The original design aimed for four distinct unit types (Gunner, Shield-Bearer, Swordsman, and Healer), each reacting differently in battle. While only the Gunner was implemented, the modular AI structure means the framework is ready to expand with new unit classes in future versions.
Battle Simulator
A simulation project where autonomous AI agents fight each other using modular decision-making and movement systems. The aim was to create an expandable framework where agents could adapt their behaviour dynamically based on their environment, inspired by industry examples such as Totally Accurate Battle Simulator.
-
Custom Edge Avoidance Mechanic
An early problem was that agents ignored the boundaries of the map and wandered out of the area. Standard wall avoidance behaviours failed to work correctly, so I developed a custom “edge avoidance” mechanic. This checked the plane’s bounds and applied steering forces when agents approached the edges, successfully keeping them inside the play area.
-
Combat Scenarios with Emergent Outcomes
Although only one unit type (the Gunner) was completed, the system still produced varied and unpredictable battles. Each encounter played out differently depending on health levels, distance to enemies, and steering responses.
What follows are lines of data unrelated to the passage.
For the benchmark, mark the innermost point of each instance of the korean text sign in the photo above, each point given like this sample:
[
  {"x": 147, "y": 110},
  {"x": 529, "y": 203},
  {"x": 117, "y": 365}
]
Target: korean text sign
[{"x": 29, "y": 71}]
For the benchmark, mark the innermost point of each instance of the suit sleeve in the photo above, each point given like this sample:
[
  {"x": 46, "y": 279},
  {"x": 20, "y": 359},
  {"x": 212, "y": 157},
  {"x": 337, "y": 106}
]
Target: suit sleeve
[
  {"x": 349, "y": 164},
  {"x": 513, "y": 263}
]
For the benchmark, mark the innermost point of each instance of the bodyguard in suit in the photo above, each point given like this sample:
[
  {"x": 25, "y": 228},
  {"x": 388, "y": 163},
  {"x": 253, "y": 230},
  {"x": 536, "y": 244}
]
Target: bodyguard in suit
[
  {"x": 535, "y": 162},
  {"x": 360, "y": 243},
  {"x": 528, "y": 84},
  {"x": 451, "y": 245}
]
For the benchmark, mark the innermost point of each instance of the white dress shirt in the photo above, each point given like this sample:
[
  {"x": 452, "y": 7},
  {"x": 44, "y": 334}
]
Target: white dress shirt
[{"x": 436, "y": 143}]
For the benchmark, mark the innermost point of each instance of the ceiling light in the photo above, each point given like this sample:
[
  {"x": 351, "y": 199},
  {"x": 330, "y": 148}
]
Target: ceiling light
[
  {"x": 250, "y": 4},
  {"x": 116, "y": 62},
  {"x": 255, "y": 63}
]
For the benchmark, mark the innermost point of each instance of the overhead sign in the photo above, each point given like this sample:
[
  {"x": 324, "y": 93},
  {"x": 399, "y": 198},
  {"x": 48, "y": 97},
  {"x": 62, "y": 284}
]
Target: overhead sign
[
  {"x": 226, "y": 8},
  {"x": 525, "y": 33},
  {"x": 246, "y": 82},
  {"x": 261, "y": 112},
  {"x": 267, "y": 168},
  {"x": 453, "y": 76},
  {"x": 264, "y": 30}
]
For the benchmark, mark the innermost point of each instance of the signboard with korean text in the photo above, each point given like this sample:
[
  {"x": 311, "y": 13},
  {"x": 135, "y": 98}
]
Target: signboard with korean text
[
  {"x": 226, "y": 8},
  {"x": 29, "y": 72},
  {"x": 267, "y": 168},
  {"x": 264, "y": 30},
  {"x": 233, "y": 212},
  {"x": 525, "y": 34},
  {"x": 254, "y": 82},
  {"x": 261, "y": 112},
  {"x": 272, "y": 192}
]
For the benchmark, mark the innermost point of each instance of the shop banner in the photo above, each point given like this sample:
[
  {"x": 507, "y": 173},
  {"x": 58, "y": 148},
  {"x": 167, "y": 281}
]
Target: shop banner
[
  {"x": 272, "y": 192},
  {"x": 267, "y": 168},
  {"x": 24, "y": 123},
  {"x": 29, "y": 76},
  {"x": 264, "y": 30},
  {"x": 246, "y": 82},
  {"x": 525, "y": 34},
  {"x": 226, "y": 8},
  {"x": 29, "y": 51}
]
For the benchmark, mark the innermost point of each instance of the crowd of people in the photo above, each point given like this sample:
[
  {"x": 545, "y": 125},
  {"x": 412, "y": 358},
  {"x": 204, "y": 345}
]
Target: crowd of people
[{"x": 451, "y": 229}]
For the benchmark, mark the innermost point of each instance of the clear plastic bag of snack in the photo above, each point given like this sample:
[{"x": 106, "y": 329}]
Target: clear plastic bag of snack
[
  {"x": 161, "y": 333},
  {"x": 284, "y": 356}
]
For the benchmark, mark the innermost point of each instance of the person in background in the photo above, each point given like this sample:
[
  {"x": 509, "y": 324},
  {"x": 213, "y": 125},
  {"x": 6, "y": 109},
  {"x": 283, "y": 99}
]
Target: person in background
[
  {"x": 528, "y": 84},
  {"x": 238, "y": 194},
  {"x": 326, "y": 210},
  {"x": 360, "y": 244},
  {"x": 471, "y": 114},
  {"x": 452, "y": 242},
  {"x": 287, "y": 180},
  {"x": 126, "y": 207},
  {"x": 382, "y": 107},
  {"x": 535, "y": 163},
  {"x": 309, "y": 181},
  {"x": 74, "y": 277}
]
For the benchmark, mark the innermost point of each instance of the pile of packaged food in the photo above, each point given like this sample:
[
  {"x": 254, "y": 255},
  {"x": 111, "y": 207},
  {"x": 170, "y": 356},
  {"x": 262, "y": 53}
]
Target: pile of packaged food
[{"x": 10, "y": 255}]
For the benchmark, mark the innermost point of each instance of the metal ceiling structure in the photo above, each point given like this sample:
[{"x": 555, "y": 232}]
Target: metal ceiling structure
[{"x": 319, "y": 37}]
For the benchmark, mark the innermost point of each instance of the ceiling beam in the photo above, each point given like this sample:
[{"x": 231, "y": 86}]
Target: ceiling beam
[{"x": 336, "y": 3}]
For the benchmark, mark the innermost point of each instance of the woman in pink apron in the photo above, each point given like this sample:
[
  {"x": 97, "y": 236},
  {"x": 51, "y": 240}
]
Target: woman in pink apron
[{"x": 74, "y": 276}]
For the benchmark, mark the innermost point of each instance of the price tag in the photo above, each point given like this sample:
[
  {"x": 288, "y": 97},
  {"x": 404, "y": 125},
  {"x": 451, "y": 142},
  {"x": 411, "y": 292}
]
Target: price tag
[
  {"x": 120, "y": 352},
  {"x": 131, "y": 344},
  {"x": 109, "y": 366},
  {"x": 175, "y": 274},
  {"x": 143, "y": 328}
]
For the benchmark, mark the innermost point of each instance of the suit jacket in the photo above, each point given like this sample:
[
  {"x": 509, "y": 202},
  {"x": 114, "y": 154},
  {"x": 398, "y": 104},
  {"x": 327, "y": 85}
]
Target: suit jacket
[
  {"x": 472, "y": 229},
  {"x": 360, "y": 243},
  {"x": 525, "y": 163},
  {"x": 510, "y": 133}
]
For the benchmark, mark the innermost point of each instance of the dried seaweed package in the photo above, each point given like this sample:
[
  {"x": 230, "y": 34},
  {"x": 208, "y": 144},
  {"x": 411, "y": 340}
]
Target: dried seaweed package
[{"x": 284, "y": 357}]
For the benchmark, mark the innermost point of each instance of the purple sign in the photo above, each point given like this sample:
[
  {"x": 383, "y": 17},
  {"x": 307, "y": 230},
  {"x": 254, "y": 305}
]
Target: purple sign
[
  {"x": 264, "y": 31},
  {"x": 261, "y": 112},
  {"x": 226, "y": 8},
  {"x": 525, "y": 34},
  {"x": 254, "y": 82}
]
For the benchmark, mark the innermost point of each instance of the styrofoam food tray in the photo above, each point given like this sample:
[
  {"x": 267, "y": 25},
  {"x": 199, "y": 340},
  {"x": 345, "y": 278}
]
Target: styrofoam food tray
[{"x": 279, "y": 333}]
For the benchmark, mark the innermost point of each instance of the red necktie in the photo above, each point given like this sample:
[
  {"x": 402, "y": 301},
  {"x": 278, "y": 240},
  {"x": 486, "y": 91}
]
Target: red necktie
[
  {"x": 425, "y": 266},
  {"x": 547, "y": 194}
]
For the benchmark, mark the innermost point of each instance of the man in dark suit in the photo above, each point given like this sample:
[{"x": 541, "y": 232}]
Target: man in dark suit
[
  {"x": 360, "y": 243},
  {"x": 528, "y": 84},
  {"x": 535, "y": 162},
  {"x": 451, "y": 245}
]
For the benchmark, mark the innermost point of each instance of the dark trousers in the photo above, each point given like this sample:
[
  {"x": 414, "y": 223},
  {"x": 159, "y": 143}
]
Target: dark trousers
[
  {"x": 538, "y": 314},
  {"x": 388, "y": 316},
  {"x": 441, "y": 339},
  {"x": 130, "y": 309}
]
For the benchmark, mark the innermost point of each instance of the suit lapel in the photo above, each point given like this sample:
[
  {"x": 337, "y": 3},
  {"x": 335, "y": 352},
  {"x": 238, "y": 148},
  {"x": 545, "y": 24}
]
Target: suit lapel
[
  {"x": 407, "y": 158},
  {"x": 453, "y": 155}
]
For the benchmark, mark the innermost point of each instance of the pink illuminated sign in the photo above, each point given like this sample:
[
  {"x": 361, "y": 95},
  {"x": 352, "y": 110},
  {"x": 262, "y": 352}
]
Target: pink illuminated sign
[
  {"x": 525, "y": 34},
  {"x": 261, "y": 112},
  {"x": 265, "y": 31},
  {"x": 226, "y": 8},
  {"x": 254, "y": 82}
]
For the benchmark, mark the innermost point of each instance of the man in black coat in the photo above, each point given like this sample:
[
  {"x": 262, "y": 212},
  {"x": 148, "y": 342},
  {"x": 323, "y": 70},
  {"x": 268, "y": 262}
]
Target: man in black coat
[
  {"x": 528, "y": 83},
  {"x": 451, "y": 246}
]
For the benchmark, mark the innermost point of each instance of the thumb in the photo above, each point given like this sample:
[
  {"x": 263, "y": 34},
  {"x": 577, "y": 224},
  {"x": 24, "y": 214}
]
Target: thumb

This emergent gameplay demonstrated the adaptability of the combined behaviour tree and steering system.
-
Steering Behaviours for Realistic Movement
Movement was handled through steering behaviours, enabling agents to wander, pursue targets, and avoid obstacles in a natural way. These behaviours were attached and detached as needed by the behaviour tree, making motion more fluid and responsive compared to rigid pathfinding systems like A*.
-
Behaviour Trees for Decision Making
To control agent decisions, I implemented behaviour trees instead of simpler finite state machines or overly complex neural networks. Behaviour trees allowed me to build modular and reusable logic, such as choosing when to attack, retreat, or wander. Their hierarchical design made the AI adaptable while leaving room for future expansion with new unit types.
-
Debugging Steering and Behaviour Conflicts
At first, agents would freeze because the wander node repeatedly removed and reattached behaviours, cancelling out movement. Careful debugging revealed the issue, and by restructuring how behaviours were applied, I ensured agents could combine multiple steering forces smoothly without stalling.